Mit gegenseitigem Verstehen beschäftigt sich Laurent Marechal in einem Gedicht aus dem Ersten Weltkrieg und  einer Installation, in der die Sprache der „Anderen“  ohne sie zu können, nachgesprochen wird. Zu Beginn der Präsentation erscheint deutsche Propaganda im Krieg von  1870/71 auf einem Ölgemälde des Historienmalers Anton von Werner. Es zeigt  die Aufbahrung des im Gefecht bei Weissenburg 1870 gefallenen, französischen  Generals Abel Douay in einem Gehöft. Der preußische Kronprinz Friedrich Wilhelm und seine Offiziere erweisen dem toten Feind die letzte Ehre.
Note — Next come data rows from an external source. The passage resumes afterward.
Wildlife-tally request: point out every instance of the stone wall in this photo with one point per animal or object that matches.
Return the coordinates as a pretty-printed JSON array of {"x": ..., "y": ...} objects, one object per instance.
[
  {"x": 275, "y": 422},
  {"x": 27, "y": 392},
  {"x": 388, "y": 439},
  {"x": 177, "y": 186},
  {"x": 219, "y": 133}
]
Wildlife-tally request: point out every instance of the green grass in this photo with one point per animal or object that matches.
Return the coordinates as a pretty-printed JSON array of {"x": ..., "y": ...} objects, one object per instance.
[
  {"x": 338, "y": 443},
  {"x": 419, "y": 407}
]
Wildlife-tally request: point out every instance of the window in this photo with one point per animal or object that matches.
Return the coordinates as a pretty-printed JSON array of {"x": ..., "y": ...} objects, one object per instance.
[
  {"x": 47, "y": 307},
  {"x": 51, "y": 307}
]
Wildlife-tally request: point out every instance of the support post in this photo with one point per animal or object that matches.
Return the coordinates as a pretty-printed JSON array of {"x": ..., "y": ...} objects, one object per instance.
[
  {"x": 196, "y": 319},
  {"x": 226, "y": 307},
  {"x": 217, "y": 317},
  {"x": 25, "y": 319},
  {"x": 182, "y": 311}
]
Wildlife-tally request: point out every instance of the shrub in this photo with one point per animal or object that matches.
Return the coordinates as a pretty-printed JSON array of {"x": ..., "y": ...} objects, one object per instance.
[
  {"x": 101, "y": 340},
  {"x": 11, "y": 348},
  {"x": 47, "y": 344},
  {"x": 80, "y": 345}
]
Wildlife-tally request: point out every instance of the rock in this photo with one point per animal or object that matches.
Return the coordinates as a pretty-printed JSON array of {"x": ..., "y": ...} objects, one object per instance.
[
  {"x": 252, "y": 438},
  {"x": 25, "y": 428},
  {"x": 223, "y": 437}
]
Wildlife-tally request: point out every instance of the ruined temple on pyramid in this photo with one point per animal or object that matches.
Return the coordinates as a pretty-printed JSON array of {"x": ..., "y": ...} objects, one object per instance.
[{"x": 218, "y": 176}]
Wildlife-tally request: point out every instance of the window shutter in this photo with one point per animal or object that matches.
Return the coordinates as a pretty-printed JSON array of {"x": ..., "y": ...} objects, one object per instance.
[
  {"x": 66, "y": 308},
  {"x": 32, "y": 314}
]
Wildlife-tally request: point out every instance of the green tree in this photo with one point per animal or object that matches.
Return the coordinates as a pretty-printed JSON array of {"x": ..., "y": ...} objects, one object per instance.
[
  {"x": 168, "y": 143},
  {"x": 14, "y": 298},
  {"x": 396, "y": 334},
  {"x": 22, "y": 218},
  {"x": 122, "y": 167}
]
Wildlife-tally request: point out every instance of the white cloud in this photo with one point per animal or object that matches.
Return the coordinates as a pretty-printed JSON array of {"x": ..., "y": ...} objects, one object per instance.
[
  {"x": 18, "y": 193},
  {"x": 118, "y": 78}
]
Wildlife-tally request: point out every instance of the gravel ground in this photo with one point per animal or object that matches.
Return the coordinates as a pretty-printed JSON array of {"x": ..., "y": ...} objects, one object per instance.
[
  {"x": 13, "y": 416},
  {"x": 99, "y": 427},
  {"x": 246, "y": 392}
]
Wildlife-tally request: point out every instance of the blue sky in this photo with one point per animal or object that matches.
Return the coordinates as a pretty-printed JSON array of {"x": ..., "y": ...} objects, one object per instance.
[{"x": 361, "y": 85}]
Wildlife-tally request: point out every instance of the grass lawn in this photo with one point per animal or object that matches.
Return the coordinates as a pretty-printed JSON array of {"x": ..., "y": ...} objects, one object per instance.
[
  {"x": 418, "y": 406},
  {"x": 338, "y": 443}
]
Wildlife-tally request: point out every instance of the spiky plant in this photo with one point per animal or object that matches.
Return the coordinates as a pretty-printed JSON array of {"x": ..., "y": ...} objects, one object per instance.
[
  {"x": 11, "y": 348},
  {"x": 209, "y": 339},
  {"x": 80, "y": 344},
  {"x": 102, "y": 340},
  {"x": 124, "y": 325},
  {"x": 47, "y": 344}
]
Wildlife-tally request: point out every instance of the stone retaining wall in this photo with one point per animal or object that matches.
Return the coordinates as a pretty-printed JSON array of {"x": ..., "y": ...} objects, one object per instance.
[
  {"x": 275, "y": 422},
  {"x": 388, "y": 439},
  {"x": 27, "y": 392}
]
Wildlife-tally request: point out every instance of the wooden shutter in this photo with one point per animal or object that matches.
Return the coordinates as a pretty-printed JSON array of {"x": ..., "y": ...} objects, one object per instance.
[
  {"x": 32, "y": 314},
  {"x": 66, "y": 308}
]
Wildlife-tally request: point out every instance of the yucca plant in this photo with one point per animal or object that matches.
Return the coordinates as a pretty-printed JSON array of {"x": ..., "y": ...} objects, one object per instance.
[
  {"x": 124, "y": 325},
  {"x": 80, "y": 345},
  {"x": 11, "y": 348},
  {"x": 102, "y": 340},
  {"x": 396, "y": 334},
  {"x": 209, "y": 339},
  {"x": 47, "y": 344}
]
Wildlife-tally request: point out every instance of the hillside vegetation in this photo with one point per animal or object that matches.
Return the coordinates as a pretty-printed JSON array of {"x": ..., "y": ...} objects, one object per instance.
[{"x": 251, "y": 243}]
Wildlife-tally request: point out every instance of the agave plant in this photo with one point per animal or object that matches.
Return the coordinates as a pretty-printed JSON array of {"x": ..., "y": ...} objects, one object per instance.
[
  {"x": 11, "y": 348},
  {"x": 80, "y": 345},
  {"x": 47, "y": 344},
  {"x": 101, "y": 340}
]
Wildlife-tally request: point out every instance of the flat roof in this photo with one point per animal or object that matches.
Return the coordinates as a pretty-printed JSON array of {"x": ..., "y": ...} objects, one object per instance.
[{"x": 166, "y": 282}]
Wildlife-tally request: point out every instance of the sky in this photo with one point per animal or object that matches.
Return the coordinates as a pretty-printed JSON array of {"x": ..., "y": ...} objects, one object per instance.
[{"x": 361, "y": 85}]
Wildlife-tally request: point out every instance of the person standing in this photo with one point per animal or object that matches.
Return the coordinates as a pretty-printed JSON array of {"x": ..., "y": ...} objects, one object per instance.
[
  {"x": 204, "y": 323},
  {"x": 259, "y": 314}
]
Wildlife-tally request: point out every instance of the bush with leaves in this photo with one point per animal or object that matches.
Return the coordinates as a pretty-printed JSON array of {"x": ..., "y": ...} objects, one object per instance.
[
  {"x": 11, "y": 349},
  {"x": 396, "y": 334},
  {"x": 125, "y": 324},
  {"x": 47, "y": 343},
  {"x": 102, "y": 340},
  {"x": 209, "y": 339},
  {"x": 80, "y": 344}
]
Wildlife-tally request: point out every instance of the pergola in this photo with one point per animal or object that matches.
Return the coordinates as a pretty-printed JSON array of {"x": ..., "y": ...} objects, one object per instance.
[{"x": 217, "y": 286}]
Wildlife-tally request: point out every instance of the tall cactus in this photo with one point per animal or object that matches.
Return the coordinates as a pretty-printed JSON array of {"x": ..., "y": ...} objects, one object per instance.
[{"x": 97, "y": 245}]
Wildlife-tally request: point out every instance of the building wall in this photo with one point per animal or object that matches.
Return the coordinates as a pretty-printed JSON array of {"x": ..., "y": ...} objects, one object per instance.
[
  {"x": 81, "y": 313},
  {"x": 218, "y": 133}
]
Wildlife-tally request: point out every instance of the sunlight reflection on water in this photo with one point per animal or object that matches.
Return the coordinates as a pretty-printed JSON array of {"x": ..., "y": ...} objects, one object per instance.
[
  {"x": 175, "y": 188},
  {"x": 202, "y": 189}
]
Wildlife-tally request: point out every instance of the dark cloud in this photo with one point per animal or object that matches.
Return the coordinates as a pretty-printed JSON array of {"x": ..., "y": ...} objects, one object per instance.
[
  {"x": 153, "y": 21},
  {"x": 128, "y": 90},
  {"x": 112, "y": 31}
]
Damit kontrastiert Kurator Dr. Peter Pretsch  die Verherrlichung des Luftangriffs auf Karlsruhe am 22. Juni 1916 durch den französischen Maler Henri Farré, der die 120 Toten ausblendet. Fotos zeigen nach 1871 die Straßburger Filiale des Kaufhauses Knopf, mit Stammsitz in Karlsruhe (heute Karstadt), wie des grenzüberschreitend arbeitenden Unternehmens Dyckerhoff und Widmann. Den Rhein als Transportader symbolisiert ein großes Schiffsmodell der Kohlehandlung Raab Karcher.

Zeichnungen des elsässischen Karikaturisten Jean-Jacques Waltz nehmen autoritäre kaiserliche Beamte und Militärs aufs Korn. Ganz in Sinne „Hansis“ war die Ausweisung von bis zu 6000 Menschen, die dann in Karlsruhe Wohnungen brauchten. Dafür stehen Pläne von Wohnhäusern in Weiherfeld und elsässisches Steingutgeschirr. Beeindruckend ist Adolf Bühlers Bild  des „Umsturzkanzlers“ Prinz Max, das Trauer über das Ende der Monarchie  und visionären Aufbruch bei der Erziehung des neuen Menschen in Salem symbolisiert. Modellfotografien zeugen von nazistischen Großmachtsplänen für den nicht umgesetzten Ausbau von Straßburg als Gauhauptstadt. Den Beginn der Städtepartnerschaft mit Nancy  dokumentieren Fotos der Lehrerin Elisabeth Teichmann vom Lessinggymnasium die 1955 den ersten Schüleraustausch initiierte. (Führungen am 18. und 22. November, 15 beziehungsweise 17 Uhr.